The manifold is still nice and silvery. If it is not aluminum, it is plating is still intact after 12 years :)

- Vikas
 
Originally Posted By: pcoxe
JB weld a stud in the hole and use a nut instead of a bolt to hold it on.


This is an exhaust stud, JB weld will melt from the heat
 
JB Weld is merely a chemical,2 part man made product.It does not "weld" pieces back together,cannot take high temps,or stress loads.People brag all the time how it pieced back connecting rods,cylinder cracks,head cracks,etc etc.Hooey! Someone online did a long bar test one time,and just minor pressure on the end of that bar snapped the "bond".It was concluded that more contact area made a stronger bond,but whats the cross section of a small crack or a connecting rod? I laughed when I read on the label of a JB tube back awhile,where a "testimonial" stated that a guy repaired an 80 ton bottlejack with it.OK...how would JB support 80 tons? Bet it was used on the pump handle bar,not the jack itself.
 
You can make a poor mans tap using a grade 8.8 or 10.8 bolt and cutting 4 lengthwise flutes in it with a dremel fitted with a small cutting wheel, you can taper the end on a bench grinder.
The 8.8 will do aluminum but not steel to well.
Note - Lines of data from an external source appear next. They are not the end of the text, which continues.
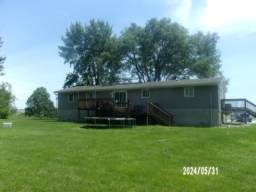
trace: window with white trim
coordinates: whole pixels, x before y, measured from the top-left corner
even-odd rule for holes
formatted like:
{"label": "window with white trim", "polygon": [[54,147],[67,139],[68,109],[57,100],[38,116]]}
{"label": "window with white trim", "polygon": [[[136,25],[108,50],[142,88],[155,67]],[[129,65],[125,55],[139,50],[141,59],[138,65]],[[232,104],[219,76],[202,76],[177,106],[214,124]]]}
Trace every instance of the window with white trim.
{"label": "window with white trim", "polygon": [[194,97],[194,87],[185,87],[184,94],[185,97]]}
{"label": "window with white trim", "polygon": [[74,102],[74,93],[68,94],[68,102],[72,103]]}
{"label": "window with white trim", "polygon": [[145,97],[149,97],[149,90],[145,89],[144,90],[142,90],[141,94],[141,97],[142,98]]}

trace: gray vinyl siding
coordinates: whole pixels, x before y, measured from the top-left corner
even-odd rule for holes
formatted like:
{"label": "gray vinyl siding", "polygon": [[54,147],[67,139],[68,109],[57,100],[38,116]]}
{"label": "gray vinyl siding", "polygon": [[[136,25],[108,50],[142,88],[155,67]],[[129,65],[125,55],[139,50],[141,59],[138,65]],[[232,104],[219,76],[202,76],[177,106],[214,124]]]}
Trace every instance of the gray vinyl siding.
{"label": "gray vinyl siding", "polygon": [[164,110],[206,110],[210,108],[210,96],[213,108],[218,108],[218,86],[193,87],[194,96],[185,97],[184,87],[150,89],[150,97],[142,98],[142,90],[127,91],[131,108],[135,105],[144,106],[150,102]]}
{"label": "gray vinyl siding", "polygon": [[77,93],[74,93],[74,102],[68,102],[68,93],[58,94],[58,110],[74,110],[78,109],[78,101]]}
{"label": "gray vinyl siding", "polygon": [[[167,110],[207,110],[210,108],[210,94],[211,94],[212,109],[218,109],[218,85],[192,87],[194,88],[194,96],[192,97],[184,96],[184,87],[149,89],[150,97],[148,98],[142,98],[142,89],[128,90],[127,102],[131,104],[131,109],[133,109],[134,105],[138,105],[142,106],[143,109],[146,110],[146,104],[148,102],[156,103],[163,109]],[[73,93],[74,94],[74,102],[68,102],[68,93],[58,94],[58,110],[78,109],[78,93]],[[88,96],[89,92],[88,92]],[[96,99],[112,97],[112,91],[96,92]],[[86,92],[79,92],[79,99],[86,98]]]}

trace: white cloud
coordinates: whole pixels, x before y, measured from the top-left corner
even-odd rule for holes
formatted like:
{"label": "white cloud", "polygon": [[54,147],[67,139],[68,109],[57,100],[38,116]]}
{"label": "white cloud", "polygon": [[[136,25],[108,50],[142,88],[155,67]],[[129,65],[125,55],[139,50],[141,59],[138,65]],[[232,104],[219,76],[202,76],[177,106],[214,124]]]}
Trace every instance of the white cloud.
{"label": "white cloud", "polygon": [[201,24],[211,29],[236,21],[255,18],[256,5],[256,2],[253,0],[207,0]]}

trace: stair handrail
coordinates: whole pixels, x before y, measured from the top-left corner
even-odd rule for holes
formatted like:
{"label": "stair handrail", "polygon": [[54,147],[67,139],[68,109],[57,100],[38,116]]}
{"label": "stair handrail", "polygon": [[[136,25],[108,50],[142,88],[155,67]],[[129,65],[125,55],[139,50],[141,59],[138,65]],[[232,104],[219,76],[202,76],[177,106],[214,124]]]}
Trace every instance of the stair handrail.
{"label": "stair handrail", "polygon": [[[172,124],[172,116],[158,106],[150,102],[147,103],[147,112],[152,113],[166,122],[169,126]],[[152,107],[152,108],[151,107]]]}
{"label": "stair handrail", "polygon": [[224,105],[226,104],[231,104],[232,109],[248,110],[256,114],[256,105],[246,99],[222,99],[222,110],[225,110]]}

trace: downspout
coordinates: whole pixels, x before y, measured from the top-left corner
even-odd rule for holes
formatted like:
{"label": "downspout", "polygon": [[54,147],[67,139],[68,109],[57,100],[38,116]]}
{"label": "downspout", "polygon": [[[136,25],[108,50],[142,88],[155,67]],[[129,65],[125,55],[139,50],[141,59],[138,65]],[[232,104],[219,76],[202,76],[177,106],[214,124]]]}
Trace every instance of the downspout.
{"label": "downspout", "polygon": [[220,84],[218,85],[218,100],[219,100],[219,110],[220,110],[220,125],[221,125],[222,126],[227,126],[228,127],[230,127],[230,126],[228,125],[226,125],[225,124],[222,124],[222,122],[221,122],[221,105],[220,104]]}
{"label": "downspout", "polygon": [[58,100],[58,94],[56,94],[56,93],[54,93],[54,92],[53,93],[54,93],[54,95],[55,95],[55,96],[56,96],[56,108],[58,110],[58,107],[57,107],[57,100]]}
{"label": "downspout", "polygon": [[212,126],[212,94],[210,94],[210,106],[211,106],[211,127]]}

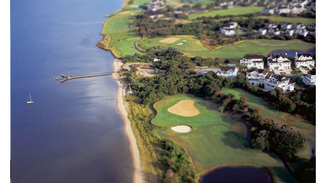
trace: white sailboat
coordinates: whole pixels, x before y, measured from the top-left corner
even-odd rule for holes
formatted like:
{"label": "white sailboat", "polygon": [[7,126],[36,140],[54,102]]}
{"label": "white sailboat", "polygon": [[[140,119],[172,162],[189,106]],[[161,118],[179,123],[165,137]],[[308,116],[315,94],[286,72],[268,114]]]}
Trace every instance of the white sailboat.
{"label": "white sailboat", "polygon": [[31,100],[29,101],[27,101],[27,103],[28,104],[34,104],[34,102],[32,101],[32,97],[31,97],[31,94],[30,94],[30,99]]}

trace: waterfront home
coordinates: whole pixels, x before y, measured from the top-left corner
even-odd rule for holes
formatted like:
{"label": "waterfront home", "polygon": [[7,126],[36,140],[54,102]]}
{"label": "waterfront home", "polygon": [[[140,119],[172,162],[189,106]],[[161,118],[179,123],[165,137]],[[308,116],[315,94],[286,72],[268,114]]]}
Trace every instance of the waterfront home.
{"label": "waterfront home", "polygon": [[281,25],[281,28],[290,29],[290,28],[292,28],[292,23],[289,22],[284,23],[282,25]]}
{"label": "waterfront home", "polygon": [[269,91],[279,87],[285,91],[293,91],[294,89],[294,82],[284,75],[275,75],[266,78],[264,88]]}
{"label": "waterfront home", "polygon": [[294,65],[296,68],[312,68],[315,66],[315,60],[312,58],[312,55],[310,53],[298,53],[295,52]]}
{"label": "waterfront home", "polygon": [[263,87],[266,76],[269,78],[271,73],[268,73],[267,69],[252,68],[248,69],[246,75],[246,80],[253,85],[257,85]]}
{"label": "waterfront home", "polygon": [[264,69],[264,58],[260,53],[247,54],[239,60],[240,65],[247,66],[248,69],[256,68],[262,69]]}
{"label": "waterfront home", "polygon": [[274,11],[276,9],[275,6],[267,6],[264,8],[263,9],[261,10],[261,14],[274,14]]}
{"label": "waterfront home", "polygon": [[148,16],[152,19],[158,18],[165,16],[165,11],[150,11],[149,12],[147,12],[147,15],[148,15]]}
{"label": "waterfront home", "polygon": [[286,29],[285,30],[285,33],[288,35],[292,36],[293,35],[293,33],[294,33],[294,29],[290,28],[290,29]]}
{"label": "waterfront home", "polygon": [[267,64],[270,69],[279,71],[291,68],[291,61],[288,60],[287,54],[272,54],[267,58]]}
{"label": "waterfront home", "polygon": [[308,35],[308,32],[305,28],[299,28],[296,29],[295,33],[306,37]]}
{"label": "waterfront home", "polygon": [[316,85],[316,70],[312,70],[307,72],[307,75],[302,78],[302,82],[306,85]]}
{"label": "waterfront home", "polygon": [[218,71],[216,75],[219,76],[226,77],[234,77],[238,74],[239,69],[236,67],[221,67],[221,70]]}
{"label": "waterfront home", "polygon": [[259,28],[259,30],[258,30],[258,33],[261,35],[265,35],[267,33],[267,29],[266,28]]}
{"label": "waterfront home", "polygon": [[147,11],[156,11],[165,8],[164,0],[153,0],[147,4]]}

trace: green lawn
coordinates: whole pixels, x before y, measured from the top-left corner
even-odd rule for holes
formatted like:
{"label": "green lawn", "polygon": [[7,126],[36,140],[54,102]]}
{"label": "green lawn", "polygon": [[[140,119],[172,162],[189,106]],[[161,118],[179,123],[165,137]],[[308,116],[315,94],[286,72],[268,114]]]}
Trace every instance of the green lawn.
{"label": "green lawn", "polygon": [[315,126],[305,123],[304,120],[294,117],[289,113],[280,111],[263,99],[241,89],[227,89],[223,91],[226,94],[233,94],[237,99],[239,99],[241,96],[244,96],[247,100],[247,103],[252,107],[259,108],[260,109],[260,113],[263,116],[271,118],[276,123],[285,123],[294,127],[294,128],[306,134],[307,138],[316,143]]}
{"label": "green lawn", "polygon": [[214,50],[200,52],[185,52],[183,53],[189,56],[238,59],[250,53],[261,52],[264,54],[271,50],[298,50],[313,48],[315,46],[314,44],[300,41],[253,40],[226,46]]}
{"label": "green lawn", "polygon": [[[194,100],[200,114],[183,117],[169,112],[167,109],[185,99]],[[266,167],[273,171],[277,182],[296,182],[274,155],[250,148],[246,139],[246,127],[216,110],[216,104],[191,95],[169,96],[154,104],[156,116],[152,120],[162,127],[154,133],[171,139],[184,147],[192,158],[196,171],[203,173],[214,167],[246,165]],[[188,125],[188,133],[178,133],[171,126]]]}
{"label": "green lawn", "polygon": [[263,7],[235,8],[228,10],[213,10],[202,13],[193,13],[189,15],[189,20],[195,20],[197,17],[214,17],[217,15],[224,16],[228,15],[241,15],[251,13],[260,12]]}
{"label": "green lawn", "polygon": [[303,23],[313,24],[316,23],[316,19],[314,18],[297,18],[297,17],[282,17],[278,16],[261,16],[257,17],[257,18],[267,18],[272,21],[279,22],[289,22],[291,23],[301,22]]}
{"label": "green lawn", "polygon": [[[173,43],[159,42],[169,38],[180,38],[180,39]],[[187,40],[187,41],[182,41],[184,40]],[[138,43],[142,48],[145,49],[159,46],[165,48],[173,47],[183,50],[192,51],[208,50],[203,46],[201,42],[197,37],[189,35],[171,36],[167,38],[146,38]],[[177,45],[179,43],[183,44],[180,45]]]}

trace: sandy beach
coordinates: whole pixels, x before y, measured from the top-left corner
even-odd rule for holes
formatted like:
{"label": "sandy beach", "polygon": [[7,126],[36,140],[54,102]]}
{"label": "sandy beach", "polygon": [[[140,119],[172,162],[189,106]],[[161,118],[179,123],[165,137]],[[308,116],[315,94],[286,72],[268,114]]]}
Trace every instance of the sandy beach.
{"label": "sandy beach", "polygon": [[[113,62],[114,71],[117,72],[120,71],[122,65],[123,65],[123,63],[121,60],[115,58]],[[112,77],[115,79],[118,84],[117,106],[123,118],[124,121],[124,129],[129,142],[129,148],[132,157],[133,167],[134,168],[133,182],[135,183],[143,182],[143,175],[139,150],[137,146],[136,138],[132,132],[130,121],[128,118],[128,112],[127,112],[126,106],[124,104],[123,97],[125,91],[123,89],[122,84],[118,79],[119,76],[119,74],[118,73],[112,74]]]}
Just drill the hole about 1mm smaller than the bolt.

Don't do this if you intend on using a helicoil only to go up in size. You can just flute a 7mm bolt (hard to find but they are made) and tap the stripped 6mm hole without drilling.
 
Originally Posted By: Trav
You can make a poor mans tap using a grade 8.8 or 10.8 bolt and cutting 4 lengthwise flutes in it with a dremel fitted with a small cutting wheel, you can taper the end on a bench grinder.
The 8.8 will do aluminum but not steel to well. Just drill the hole about 1mm smaller than the bolt.

Don't do this if you intend on using a helicoil only to go up in size. You can just flute a 7mm bolt (hard to find but they are made) and tap the stripped 6mm hole without drilling.


Fluting grade 8/10.8 hardware into homemade taps! Genius!

I'm seriously going to give that a shot next time I'm at work. Bet it'd work like a self-threading machine screw.
 
Quote:
Bet it'd work like a self-threading machine screw

Exactly. I cant tell you how many times one of these little home made buggers has saved the day in a pinch.
 
I am just going to leave it alone. I have got to tackle the power output of this lawn mower before doing anything else.
 
Originally Posted By: rpn453
A good tap and die set is part of any decent tool collection. I've used mine many times.